A registered apprenticeship is an employer-sponsored flexible training program that cultivates highly skilled workers who meet the workforce demands of a global economy. It is a form of work-based, post-secondary training that produces the skills and competencies necessary to perform work to an industry-established standard.
- The Division of Apprentice Standards regularly convenes industry stakeholders to review and maintain the written standards that govern the scope and structure of an apprenticeship.
- A contract binds state, apprentice and sponsor (employer) to specific training and performance.
- Work-based learning occurs under the direction of a qualified journeyperson and combines structured on-the-job learning (80 to 85 percent) with theoretical instruction (15 to 20 percent).
- Theoretical (classroom) training is typically provided by an approved in-house training program or by a proprietary school.
- As a paid employee, an apprentice earns a progressively increasing wage during apprenticeship.
- An apprentice who successfully completes the training achieves journeyperson status in their occupation and receives a nationally recognized credential. Apprenticeships are registered with The Division of Apprentice Standards, the regulatory and oversight agency, which deploys 3 Apprenticeship Training Representatives in the state.
Comprehensive Workforce Solution
Apprentices work and train from day one, which helps sponsoring employers address two problems at once: the shortage of skilled workers and the need for a highly skilled workforce.
- An apprentice is in the workforce from day one -- training is coupled with work and productivity.
- Apprenticeships allow employers to tailor their employee training to fit their specific needs: in their facility, on their equipment, in their environment, meeting their standards and goals.
- An apprenticeship provides employers an internal career ladder and is a mechanism to promote current unskilled workers.
Top Ten Reasons Why Employers Choose Apprenticeship
10. Attract better applicants
9. Instill company values & procedures
8. Retain skilled employees
7. Gain a more knowledgeable workforce
6. Benefit from skilled workers
5. Replenish skilled workforce
4. Increase safety
3. Increase productivity
2. Become more competitive
1. Earn a return on investment
- An average apprenticeship lasts four years, during which an average apprentice earns $161,000.
- Annually, Massachusetts has over 5,000 active apprentices, a majority of the apprentices are registered in construction trades.

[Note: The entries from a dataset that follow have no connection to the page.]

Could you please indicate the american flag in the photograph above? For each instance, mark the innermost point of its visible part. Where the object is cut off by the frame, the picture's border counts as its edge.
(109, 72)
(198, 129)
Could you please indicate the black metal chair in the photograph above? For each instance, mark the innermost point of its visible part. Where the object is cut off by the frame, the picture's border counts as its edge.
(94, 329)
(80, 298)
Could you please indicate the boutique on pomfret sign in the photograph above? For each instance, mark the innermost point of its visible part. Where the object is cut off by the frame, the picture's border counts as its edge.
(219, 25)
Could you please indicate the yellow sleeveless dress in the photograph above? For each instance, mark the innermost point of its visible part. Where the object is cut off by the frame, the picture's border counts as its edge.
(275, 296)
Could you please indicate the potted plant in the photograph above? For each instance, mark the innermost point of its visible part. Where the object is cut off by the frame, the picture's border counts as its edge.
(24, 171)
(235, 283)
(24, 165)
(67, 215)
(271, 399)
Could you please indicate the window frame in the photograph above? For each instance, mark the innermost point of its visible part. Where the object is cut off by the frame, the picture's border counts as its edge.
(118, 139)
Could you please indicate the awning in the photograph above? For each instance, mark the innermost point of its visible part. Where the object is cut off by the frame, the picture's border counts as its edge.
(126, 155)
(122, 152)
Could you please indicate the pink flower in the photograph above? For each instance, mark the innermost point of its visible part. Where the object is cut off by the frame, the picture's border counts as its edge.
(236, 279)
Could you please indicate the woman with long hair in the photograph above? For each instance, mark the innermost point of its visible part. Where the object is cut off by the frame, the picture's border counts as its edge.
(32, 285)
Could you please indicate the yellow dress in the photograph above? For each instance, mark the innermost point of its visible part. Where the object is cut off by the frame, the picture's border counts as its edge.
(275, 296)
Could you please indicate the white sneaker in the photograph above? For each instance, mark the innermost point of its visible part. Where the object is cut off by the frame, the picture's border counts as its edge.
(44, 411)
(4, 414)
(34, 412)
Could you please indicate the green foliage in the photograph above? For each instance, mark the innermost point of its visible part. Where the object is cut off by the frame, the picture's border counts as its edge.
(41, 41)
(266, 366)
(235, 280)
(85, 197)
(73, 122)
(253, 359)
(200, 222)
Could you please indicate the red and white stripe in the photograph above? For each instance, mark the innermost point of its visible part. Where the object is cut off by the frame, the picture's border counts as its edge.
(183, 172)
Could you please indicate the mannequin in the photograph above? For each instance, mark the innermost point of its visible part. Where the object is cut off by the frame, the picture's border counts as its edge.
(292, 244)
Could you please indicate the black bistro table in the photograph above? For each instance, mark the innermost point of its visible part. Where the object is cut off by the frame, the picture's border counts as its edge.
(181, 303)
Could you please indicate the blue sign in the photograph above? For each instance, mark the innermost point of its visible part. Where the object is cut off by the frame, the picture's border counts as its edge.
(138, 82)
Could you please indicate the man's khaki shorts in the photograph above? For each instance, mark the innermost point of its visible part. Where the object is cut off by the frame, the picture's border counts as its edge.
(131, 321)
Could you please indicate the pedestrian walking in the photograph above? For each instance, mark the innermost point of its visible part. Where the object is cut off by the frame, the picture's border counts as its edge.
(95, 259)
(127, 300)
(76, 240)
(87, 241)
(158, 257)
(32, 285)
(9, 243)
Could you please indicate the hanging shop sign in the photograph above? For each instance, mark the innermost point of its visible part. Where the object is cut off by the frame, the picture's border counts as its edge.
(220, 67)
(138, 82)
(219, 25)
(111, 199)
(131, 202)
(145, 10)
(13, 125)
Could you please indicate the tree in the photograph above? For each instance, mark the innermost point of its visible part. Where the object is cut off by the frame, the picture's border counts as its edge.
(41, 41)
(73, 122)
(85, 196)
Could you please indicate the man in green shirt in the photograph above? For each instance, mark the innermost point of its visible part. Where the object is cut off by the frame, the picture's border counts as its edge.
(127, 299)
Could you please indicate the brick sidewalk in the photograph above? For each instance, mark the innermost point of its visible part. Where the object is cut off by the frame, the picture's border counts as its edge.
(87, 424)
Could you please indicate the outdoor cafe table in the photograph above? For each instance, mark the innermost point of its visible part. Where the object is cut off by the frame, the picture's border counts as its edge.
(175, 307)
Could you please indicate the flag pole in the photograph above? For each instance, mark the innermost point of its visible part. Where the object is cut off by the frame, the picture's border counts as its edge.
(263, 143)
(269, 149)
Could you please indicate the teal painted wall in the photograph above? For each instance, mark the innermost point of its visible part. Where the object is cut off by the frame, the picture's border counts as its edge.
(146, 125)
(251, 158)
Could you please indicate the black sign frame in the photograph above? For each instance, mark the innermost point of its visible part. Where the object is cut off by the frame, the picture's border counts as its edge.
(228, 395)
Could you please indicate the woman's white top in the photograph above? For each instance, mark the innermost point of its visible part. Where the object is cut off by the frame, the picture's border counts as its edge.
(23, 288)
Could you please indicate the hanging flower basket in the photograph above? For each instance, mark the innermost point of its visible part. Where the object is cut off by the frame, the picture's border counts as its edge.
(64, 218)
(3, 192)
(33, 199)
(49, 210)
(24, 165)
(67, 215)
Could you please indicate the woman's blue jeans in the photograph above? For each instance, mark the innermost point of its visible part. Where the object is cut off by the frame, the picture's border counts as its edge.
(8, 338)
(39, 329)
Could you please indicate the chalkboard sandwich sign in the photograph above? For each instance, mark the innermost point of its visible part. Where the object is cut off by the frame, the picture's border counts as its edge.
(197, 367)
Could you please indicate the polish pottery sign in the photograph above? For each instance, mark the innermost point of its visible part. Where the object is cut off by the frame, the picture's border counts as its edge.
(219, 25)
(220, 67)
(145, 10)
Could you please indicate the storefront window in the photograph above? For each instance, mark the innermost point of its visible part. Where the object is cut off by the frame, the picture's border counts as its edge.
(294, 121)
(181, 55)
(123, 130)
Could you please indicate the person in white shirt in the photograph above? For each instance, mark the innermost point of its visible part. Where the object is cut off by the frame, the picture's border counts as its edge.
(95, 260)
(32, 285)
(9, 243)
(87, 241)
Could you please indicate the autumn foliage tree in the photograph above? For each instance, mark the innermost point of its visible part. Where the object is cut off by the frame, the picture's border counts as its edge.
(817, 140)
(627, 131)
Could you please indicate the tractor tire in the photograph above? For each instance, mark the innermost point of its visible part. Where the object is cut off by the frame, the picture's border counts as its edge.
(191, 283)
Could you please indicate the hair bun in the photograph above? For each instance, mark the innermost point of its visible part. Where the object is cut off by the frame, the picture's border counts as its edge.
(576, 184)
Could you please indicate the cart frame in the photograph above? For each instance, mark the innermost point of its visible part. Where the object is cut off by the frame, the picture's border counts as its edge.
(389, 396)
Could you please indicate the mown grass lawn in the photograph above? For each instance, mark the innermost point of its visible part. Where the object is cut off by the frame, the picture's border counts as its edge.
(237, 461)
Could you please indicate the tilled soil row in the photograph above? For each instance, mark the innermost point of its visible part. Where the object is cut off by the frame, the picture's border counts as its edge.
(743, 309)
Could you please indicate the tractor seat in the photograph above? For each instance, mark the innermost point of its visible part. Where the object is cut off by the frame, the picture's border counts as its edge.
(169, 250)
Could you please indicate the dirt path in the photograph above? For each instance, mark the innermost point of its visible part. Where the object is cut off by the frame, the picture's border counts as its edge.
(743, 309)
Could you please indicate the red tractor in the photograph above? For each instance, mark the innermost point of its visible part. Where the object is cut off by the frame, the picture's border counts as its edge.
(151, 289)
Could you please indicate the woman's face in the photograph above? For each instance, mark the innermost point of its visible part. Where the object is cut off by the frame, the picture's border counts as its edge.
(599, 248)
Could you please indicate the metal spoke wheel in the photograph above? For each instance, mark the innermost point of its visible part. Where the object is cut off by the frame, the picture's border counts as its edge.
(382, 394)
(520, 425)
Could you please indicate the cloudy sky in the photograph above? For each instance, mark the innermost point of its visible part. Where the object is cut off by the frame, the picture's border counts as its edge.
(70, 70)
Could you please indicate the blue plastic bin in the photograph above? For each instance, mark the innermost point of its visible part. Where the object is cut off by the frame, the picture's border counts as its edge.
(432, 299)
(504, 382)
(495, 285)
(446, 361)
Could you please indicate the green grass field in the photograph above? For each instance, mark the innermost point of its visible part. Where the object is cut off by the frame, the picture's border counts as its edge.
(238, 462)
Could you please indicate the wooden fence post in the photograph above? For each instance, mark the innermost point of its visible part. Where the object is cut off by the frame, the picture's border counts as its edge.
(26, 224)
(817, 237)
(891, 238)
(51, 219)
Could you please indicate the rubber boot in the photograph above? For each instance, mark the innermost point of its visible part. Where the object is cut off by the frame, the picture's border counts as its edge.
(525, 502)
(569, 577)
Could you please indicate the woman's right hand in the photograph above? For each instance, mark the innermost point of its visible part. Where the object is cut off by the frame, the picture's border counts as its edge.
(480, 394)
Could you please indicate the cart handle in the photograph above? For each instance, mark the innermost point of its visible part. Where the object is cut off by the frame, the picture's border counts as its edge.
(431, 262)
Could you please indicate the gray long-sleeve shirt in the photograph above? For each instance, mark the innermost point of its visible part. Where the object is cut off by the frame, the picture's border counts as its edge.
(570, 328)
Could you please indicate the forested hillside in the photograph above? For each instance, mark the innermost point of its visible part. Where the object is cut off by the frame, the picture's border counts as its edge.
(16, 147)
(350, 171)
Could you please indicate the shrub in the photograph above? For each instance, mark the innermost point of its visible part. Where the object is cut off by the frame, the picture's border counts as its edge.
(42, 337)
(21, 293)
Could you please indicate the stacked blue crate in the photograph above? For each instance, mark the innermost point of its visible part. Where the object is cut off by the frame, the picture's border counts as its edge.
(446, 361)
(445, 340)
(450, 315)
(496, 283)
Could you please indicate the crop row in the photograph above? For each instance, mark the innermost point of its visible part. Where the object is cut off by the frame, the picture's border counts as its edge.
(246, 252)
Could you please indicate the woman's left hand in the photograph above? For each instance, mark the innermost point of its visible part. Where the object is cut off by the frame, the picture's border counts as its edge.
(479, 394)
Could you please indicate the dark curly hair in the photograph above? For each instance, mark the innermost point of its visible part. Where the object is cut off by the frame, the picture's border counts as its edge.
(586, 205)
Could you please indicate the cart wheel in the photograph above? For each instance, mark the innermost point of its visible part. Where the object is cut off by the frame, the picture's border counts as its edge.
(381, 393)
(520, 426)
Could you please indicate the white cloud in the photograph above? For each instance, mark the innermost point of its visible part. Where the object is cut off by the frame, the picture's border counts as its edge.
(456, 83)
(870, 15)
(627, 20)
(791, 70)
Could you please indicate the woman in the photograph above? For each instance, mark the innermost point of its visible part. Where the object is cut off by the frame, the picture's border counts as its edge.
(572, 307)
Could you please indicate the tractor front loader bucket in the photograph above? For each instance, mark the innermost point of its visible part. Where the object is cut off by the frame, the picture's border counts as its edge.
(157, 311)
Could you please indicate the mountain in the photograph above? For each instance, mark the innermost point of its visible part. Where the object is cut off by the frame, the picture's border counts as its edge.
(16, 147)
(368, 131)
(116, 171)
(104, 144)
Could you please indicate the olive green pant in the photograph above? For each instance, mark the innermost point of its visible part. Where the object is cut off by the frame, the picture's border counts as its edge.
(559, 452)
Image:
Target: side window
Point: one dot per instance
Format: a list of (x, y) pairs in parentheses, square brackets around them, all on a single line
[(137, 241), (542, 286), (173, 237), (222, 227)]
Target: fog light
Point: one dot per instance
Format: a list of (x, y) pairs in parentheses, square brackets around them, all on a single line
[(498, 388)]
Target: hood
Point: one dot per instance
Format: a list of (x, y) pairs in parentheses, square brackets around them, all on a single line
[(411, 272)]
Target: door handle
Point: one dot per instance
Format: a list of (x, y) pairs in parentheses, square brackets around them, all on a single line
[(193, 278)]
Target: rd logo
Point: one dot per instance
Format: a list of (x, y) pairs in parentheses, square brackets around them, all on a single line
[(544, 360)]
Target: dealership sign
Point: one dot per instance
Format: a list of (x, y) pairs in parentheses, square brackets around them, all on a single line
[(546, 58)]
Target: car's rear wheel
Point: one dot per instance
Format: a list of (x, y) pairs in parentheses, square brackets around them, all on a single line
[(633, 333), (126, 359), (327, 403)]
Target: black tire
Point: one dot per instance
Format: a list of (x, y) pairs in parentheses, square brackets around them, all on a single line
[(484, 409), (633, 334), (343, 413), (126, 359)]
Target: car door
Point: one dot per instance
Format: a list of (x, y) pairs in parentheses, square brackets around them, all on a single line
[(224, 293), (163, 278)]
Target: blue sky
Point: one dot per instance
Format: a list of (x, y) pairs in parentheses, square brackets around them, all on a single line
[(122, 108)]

- Currently, more than 2,000 employers train apprentices in Massachusetts.
Apprenticeship is a viable workforce development tool in a wide variety of occupations.
- Annually, Massachusetts registers apprenticeships in many different occupations, ranging from the traditional construction trades (plumbers, electricians, carpenters, etc.) to service (dispensing opticians, utility line workers, etc.) to industrial (maintenance mechanic, tool and die, etc.). Apprenticeship is an effective solution in any occupation that involves progressive attainment of manual, mechanical or technical skills, and knowledge which meets industry standard for that occupation, and:
- Requires at least 2,000 hours of on-the-job learning to attain approval.
- Is customarily learned in a practical way through a structured, systematic program of on-the-job supervised learning.
- Requires related theoretical (academic) instruction to supplement the on-the-job learning.
- Is clearly identified and recognized as an occupation throughout an industry.
- Apprenticeship training is in constant evolution – industry stakeholders from all over Massachusetts work together to keep apprentice training current and future-focused.
The apprenticeship method of training — with a skilled worker passing on craft knowledge to another — is almost as old as recorded history. Since the middle ages, skills have been passed on through a master-apprentice system in which the apprentice was contracted to the master for a specified period of years. The apprentice usually received food, shelter and clothing in return for the work the apprentice performed. Despite its binding status, there was little oversight or regulation of the indenture (contract).
Apprenticeship in the U.S. functioned as an unregulated system until 1937, when the Fitzgerald Act was passed which was the country’s first apprenticeship law. With safeguards for both the apprentice and employer, the federal government developed a system of registered apprenticeship.. Also in 1941, the Massachusetts legislature established the state’s apprentice training department. From 1941 to present day, thousands of apprentices have gone through the system and have contributed positively to the state’s economy.